Aggregated Clustering Method for Single-cell RNA-seq Data

I developed SAFE-clustering and SAME-clustering, a flexible, accurate and robust method for single-cell aggregated (From Ensemble) clustering. SAFE and SAME both build a consensus clustering solution from solutions of multiple types of individual clustering methods, including SC3, CIDR, Seurat and t-SNE + k-means. SAFE performs ensemble clustering using three hypergraph-based partitioning algorithms, and SAME applies EM algorithm in ensemble step.

Our analyses revealed that both SAFE and SAME provided the most accurate or closest match to the most accurate clustering solutions across benchmarking datasets with varying technologies, number of single cells and level of heterogeneity across single cells. SAME also allows additional flexibility, enjoys statistical rigor by employing a mixture model framework and demonstrates superior performance over 15 benchmark datasets.

Details of these works can be found at Yang et al., 2019, Bioinformatics and Huh et al., 2020, Nucleic Acids Research.

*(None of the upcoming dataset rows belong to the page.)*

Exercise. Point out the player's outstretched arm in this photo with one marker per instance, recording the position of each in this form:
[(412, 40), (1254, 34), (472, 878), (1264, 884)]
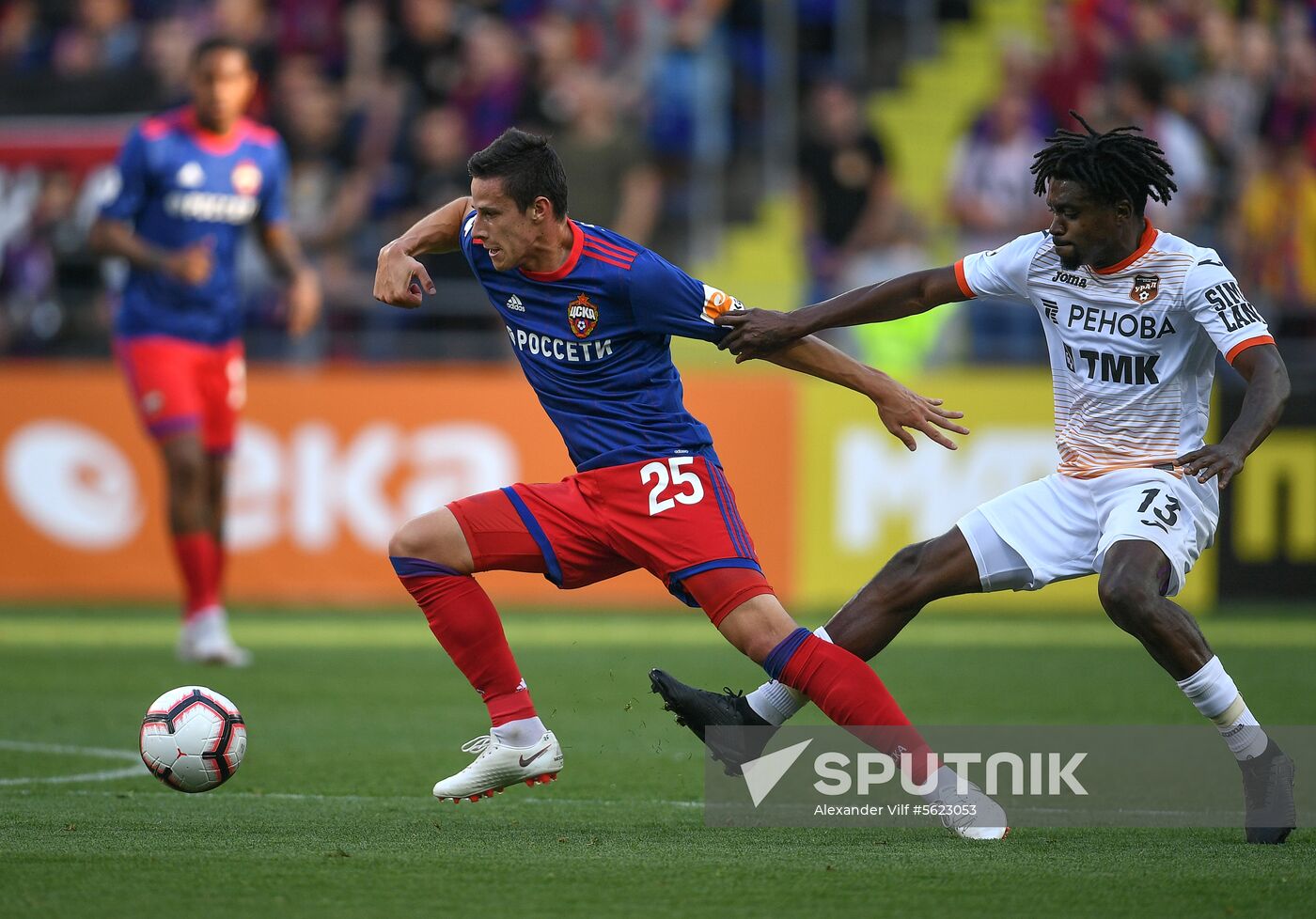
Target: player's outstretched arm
[(757, 332), (899, 407), (1267, 391), (400, 280)]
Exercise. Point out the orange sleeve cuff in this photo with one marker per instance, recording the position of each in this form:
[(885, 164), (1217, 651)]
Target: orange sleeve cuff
[(964, 282), (1243, 346)]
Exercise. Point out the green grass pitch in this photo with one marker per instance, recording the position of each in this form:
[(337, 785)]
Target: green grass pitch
[(352, 720)]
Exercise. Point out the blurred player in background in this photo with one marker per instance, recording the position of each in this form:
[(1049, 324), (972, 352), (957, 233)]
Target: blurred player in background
[(191, 180), (589, 316), (1134, 319)]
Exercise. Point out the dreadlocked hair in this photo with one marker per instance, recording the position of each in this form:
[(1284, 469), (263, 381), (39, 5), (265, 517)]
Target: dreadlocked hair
[(1112, 165)]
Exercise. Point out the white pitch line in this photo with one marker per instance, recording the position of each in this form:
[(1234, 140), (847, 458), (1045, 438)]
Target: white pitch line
[(102, 776), (421, 798), (28, 747), (128, 771)]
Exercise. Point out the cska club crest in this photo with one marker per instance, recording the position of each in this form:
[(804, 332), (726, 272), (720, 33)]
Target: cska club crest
[(582, 316), (246, 178), (1145, 287)]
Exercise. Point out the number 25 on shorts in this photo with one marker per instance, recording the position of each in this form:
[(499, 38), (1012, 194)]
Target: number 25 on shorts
[(667, 474)]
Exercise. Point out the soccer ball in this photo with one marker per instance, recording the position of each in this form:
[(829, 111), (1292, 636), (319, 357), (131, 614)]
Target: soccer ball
[(193, 740)]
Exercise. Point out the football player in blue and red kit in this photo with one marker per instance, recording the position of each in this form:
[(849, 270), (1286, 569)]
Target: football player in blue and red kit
[(191, 181), (589, 316)]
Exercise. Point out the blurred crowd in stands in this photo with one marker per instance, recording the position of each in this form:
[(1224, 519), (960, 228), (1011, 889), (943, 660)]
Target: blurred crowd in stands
[(1227, 88), (381, 101)]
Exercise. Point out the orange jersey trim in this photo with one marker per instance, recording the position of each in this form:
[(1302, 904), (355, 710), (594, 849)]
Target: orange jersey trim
[(963, 280), (1243, 346), (1144, 246)]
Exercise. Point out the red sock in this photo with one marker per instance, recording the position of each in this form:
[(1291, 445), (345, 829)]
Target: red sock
[(199, 560), (464, 622), (851, 694)]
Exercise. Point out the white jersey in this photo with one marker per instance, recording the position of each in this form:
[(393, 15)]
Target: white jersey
[(1132, 346)]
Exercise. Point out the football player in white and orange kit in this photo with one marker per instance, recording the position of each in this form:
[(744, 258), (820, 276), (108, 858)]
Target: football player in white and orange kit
[(1134, 319)]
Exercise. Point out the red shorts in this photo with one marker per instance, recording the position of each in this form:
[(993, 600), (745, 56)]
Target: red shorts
[(675, 518), (180, 385)]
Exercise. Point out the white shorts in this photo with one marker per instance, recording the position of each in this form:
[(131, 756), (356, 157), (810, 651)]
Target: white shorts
[(1061, 527)]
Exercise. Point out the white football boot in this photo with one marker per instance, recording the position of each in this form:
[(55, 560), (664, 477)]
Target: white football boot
[(497, 766), (206, 641), (973, 816)]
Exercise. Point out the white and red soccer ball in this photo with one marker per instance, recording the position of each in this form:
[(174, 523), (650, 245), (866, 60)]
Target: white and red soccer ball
[(193, 740)]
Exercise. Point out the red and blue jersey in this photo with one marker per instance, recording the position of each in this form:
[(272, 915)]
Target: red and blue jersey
[(594, 339), (180, 185)]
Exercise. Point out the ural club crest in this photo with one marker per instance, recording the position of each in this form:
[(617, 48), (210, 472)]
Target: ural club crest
[(1145, 287), (582, 316), (246, 178)]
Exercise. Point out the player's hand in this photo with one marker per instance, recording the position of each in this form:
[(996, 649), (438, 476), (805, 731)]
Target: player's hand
[(400, 280), (191, 264), (1214, 460), (305, 302), (901, 408), (757, 332)]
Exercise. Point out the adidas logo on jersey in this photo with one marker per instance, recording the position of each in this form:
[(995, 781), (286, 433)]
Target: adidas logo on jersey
[(190, 175)]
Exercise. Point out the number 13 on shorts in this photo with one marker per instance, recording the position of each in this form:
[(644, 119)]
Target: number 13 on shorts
[(666, 475)]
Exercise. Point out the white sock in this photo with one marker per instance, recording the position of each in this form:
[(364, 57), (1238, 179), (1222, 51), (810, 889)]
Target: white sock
[(207, 625), (774, 701), (520, 733), (945, 789), (1214, 695)]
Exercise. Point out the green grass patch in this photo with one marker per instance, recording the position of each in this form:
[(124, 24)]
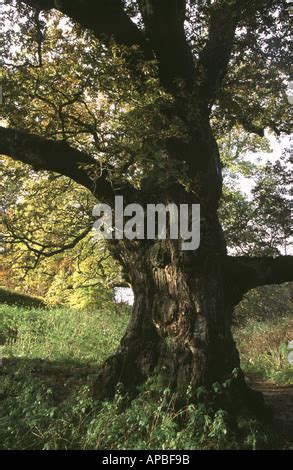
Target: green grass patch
[(50, 361)]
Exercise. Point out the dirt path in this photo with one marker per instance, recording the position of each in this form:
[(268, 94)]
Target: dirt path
[(280, 399)]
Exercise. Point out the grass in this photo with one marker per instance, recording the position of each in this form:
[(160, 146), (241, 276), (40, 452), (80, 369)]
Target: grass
[(263, 346), (50, 359)]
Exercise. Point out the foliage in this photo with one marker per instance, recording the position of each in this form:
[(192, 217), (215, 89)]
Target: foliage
[(264, 303)]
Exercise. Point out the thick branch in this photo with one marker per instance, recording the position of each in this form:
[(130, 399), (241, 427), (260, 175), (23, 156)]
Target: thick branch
[(242, 274), (164, 23), (225, 17), (105, 18), (58, 157), (215, 56)]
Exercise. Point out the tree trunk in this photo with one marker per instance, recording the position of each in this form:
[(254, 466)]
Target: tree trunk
[(180, 330)]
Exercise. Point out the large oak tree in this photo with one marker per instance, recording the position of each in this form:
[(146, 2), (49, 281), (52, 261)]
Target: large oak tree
[(217, 64)]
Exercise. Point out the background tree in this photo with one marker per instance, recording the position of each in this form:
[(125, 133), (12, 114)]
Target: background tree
[(123, 100)]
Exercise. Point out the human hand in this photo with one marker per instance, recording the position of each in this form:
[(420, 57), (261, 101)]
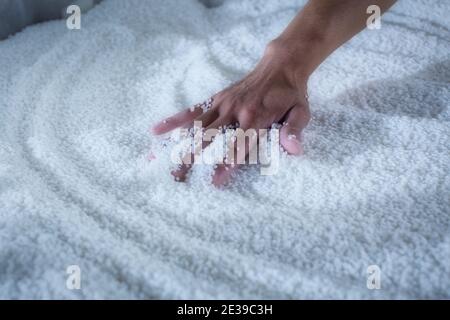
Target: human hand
[(269, 94)]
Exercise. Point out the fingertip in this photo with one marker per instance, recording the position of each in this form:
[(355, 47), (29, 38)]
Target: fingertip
[(221, 176)]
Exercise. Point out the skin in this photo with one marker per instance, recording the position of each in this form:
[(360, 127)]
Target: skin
[(276, 89)]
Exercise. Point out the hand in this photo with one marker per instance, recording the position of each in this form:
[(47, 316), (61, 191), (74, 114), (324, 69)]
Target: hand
[(268, 94)]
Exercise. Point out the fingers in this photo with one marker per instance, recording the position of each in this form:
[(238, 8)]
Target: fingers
[(206, 118), (185, 117), (223, 175), (177, 120), (290, 134), (181, 172)]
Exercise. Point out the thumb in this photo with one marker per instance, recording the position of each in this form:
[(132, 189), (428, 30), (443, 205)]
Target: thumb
[(290, 134)]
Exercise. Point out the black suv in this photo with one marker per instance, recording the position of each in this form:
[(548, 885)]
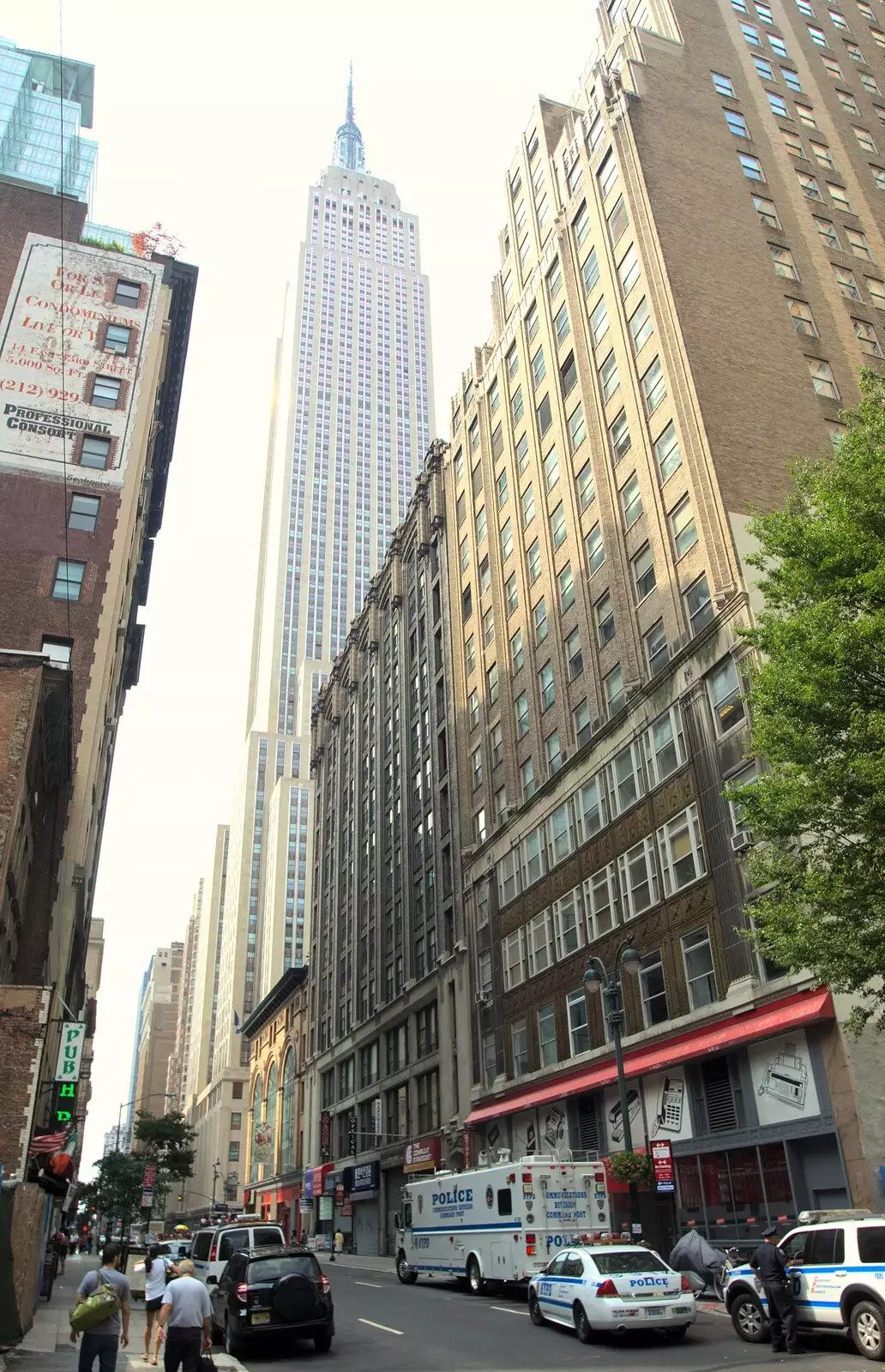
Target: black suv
[(272, 1290)]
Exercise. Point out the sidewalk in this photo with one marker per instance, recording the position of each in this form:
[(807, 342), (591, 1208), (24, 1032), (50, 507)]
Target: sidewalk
[(47, 1348)]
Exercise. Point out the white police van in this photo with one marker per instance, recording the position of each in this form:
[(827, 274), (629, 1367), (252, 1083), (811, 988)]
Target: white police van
[(837, 1268), (500, 1223), (611, 1289)]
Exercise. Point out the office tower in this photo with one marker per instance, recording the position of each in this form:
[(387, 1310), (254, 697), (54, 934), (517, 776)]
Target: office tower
[(692, 274), (352, 422)]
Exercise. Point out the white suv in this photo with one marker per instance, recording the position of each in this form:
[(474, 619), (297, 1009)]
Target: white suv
[(837, 1268)]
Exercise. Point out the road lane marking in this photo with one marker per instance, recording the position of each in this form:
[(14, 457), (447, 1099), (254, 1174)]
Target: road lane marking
[(386, 1327)]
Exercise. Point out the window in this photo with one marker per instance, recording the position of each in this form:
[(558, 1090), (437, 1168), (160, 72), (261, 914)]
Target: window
[(802, 317), (724, 688), (847, 283), (652, 990), (608, 376), (594, 549), (858, 244), (683, 527), (553, 754), (681, 851), (84, 512), (738, 123), (656, 649), (614, 685), (722, 84), (590, 272), (631, 501), (644, 576), (546, 1038), (784, 264), (545, 685), (604, 621), (578, 1026), (653, 388), (106, 391), (810, 187), (866, 338), (699, 604), (839, 196), (128, 292), (68, 580), (699, 969), (640, 326), (619, 436), (638, 878), (519, 1040), (822, 379)]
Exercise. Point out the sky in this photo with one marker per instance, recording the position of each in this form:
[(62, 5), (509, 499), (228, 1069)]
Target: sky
[(213, 118)]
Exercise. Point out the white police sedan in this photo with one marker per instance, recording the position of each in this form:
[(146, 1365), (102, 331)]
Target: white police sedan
[(611, 1289)]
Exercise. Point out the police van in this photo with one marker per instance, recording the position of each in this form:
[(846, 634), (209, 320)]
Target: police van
[(498, 1223), (837, 1269)]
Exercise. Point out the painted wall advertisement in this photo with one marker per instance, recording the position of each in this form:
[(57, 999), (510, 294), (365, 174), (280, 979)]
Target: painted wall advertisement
[(51, 340)]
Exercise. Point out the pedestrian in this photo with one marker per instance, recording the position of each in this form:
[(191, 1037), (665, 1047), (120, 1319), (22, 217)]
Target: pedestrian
[(185, 1321), (770, 1264), (105, 1339), (157, 1273)]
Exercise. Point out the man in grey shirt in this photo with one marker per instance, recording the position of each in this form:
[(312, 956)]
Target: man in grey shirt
[(103, 1339), (185, 1321)]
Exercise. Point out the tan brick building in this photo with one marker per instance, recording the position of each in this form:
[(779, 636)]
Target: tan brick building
[(692, 274)]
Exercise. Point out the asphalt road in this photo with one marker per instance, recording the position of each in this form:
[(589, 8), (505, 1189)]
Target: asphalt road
[(436, 1327)]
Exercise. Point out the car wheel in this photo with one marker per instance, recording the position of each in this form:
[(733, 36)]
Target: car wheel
[(475, 1278), (582, 1323), (748, 1319), (868, 1330)]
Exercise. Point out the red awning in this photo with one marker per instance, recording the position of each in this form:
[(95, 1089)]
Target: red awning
[(763, 1022)]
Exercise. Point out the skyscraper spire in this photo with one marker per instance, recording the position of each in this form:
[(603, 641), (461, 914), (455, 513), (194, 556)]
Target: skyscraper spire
[(349, 151)]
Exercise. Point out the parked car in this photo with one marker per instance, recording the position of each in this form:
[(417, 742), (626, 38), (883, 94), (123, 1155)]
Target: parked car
[(213, 1248), (272, 1291)]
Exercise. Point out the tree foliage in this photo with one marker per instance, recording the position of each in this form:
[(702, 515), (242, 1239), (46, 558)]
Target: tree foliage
[(818, 704)]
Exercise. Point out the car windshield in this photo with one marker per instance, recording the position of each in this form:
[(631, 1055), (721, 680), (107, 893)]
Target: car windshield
[(268, 1269), (617, 1264)]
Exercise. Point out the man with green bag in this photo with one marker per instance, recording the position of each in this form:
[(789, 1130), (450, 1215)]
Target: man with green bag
[(102, 1314)]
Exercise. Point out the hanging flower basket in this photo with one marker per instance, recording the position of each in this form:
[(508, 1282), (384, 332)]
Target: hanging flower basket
[(630, 1166)]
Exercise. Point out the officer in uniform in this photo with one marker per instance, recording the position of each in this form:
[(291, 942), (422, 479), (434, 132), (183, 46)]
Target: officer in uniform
[(768, 1262)]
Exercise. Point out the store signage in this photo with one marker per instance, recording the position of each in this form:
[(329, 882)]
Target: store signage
[(422, 1156), (662, 1165), (70, 1050)]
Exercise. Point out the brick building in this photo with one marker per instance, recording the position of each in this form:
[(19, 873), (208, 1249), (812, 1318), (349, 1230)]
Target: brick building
[(692, 274)]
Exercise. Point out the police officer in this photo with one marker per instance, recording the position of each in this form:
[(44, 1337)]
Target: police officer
[(768, 1262)]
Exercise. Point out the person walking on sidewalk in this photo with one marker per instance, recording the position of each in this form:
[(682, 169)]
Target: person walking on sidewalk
[(185, 1321), (103, 1339)]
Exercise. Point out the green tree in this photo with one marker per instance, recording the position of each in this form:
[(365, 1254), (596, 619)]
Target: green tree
[(818, 706)]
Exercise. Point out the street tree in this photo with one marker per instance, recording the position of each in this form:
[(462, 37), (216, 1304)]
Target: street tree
[(818, 718)]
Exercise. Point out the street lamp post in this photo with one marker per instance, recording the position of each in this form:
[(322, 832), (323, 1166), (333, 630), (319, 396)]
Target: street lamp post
[(599, 980)]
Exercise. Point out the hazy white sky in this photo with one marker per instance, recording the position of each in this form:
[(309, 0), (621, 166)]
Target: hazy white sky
[(214, 117)]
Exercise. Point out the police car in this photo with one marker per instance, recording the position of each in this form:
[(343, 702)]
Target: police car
[(611, 1289), (837, 1268)]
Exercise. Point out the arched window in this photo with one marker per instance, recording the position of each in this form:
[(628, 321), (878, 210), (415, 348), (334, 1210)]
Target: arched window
[(271, 1116), (253, 1158), (287, 1132)]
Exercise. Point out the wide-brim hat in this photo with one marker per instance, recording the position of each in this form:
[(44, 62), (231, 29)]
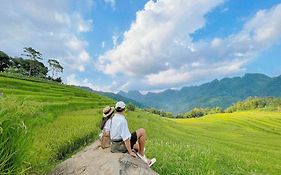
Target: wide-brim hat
[(107, 111), (120, 105)]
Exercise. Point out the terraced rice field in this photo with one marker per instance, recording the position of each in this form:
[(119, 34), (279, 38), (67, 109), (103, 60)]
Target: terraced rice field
[(235, 143), (62, 119)]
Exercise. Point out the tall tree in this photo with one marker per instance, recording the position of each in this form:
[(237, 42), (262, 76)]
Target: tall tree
[(4, 61), (33, 56), (55, 66)]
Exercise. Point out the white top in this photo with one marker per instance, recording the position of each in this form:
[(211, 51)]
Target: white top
[(119, 128), (107, 124), (106, 127)]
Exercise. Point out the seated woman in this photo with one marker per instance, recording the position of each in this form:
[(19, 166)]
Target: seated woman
[(125, 141), (105, 126)]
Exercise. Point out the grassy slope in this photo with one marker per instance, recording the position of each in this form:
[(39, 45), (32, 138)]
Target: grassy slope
[(237, 143), (56, 129)]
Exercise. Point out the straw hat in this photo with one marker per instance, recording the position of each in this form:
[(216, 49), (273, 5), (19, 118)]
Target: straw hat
[(107, 111)]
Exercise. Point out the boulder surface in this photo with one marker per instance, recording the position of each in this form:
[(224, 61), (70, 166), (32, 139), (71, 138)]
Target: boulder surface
[(94, 160)]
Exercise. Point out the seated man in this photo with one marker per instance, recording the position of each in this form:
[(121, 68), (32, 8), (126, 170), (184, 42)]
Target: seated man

Batch Effect Correction for scRNA-seq data via Supervised Mutual Nearest Neighbor (SMNN) Detection

Batch effect correction has been recognized to be indispensable when integrating scRNA-seq data from multiple batches. A recent study proposed an effective batch effect correction method based on mutual nearest neighbors (MNN) across batches. However, the original MNN method is unsupervised in that it ignores cluster label information of single cells, which has the potential to further improve effectiveness of batch effect correction, particularly under realistic scenarios where true biological differences are not orthogonal to batch effect. Therefore, I propose SMNN for batch effect correction of scRNA-seq data via supervised mutual nearest neighbor detection. Our extensive evaluations in simulated and real datasets show that SMNN provides improved merging within the corresponding cell types across batches, leading to reduced differentiation across batches over MNN, Seurat v3, and LIGER. Furthermore, SMNN retains more cell type-specific features, partially manifested by differentially expressed genes identified between cell types after SMNN correction being biologically more relevant.

Details of SMNN can be found at Yang et al., 2020, Briefings in Bioinformatics.